Friday, June 20th 2003, 12:00 am
By: News On 6

Some east Tulsa businesses say vandalism is costing them a bundle. Someone is breaking out store and vehicle windows.

News on 6 crime reporter Lori Fullbright tells us that one place must choose between fixing their windows and helping sick children. When the employees of CF Solutions first looked out their windows, they thought it was raining, but, when they took a closer look, they realized the outside plate glass was shattered and it didn't just happen once. Tina Long, CF Solutions: "When the second window was busted, they also broke out the back window of our company vehicle, shattered it and there was a bullet hole on our door."

The damage mostly shows up on weekends. The employees here found these two ball bearings in between the two plate glass windows. So, it doesn't look like a gun is being used, maybe slingshot, but, the damage done is just as expensive.
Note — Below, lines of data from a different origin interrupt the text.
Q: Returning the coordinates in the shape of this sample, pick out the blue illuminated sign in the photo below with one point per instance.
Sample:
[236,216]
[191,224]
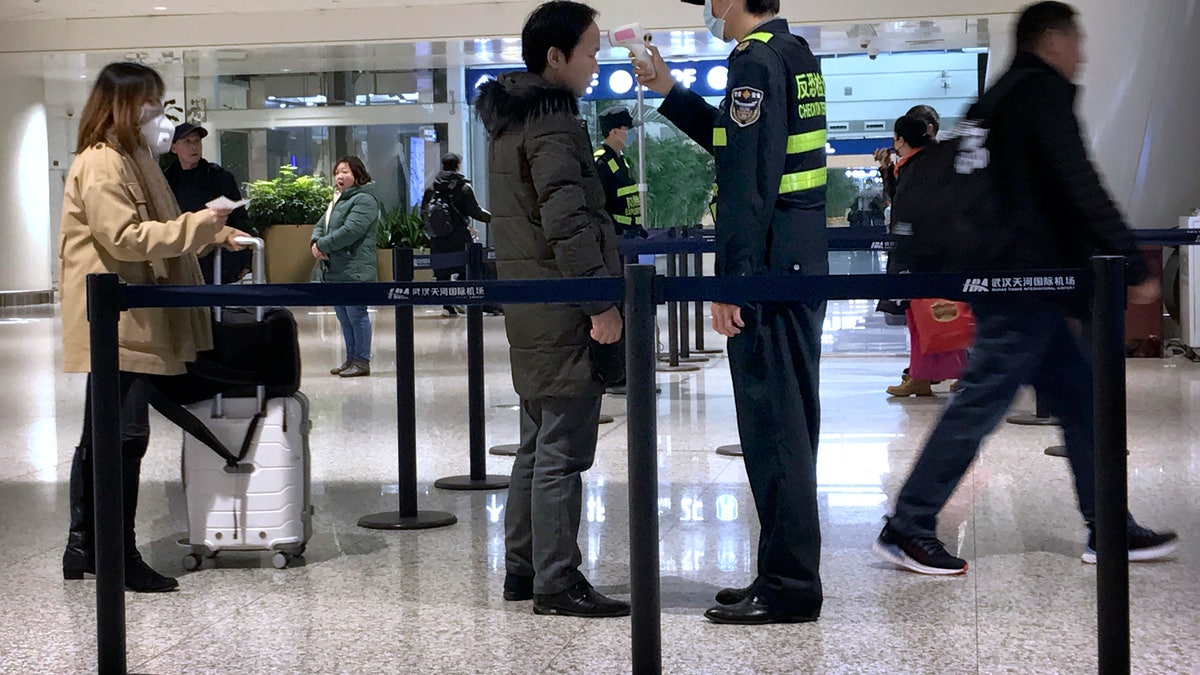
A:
[616,81]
The estimate to fix one window is $500 and for a non-profit organization helping pay for life-saving medicine for children with cystic fibrosis, it's simply too much. “Every time we get hit, it takes medicine away from kids, that's why it's so irritating to us." And, other businesses are feeling the pinch too, a nearby car lot has been hit repeatedly, including this RV's windshield that is expensive to replace because it must be custom-ordered.

Many places say they won't replace the broken windows for fear the vandals will just strike again. "We're biding our time because we feel they'll come back. We've even talked to overhead door folks about a steel covering that will protect our windows because we can't keep replacing these, we can't afford it." Everyone hopes this isn't a repeat of last year when hundreds of windows were shot out, costing tens of thousands of dollars to small businesses already struggling in this tough economy.

Police arrested 55-year-old Larry Watts earlier this year for shooting out store windows with a BB gun. He's still in custody, undergoing psychiatric care.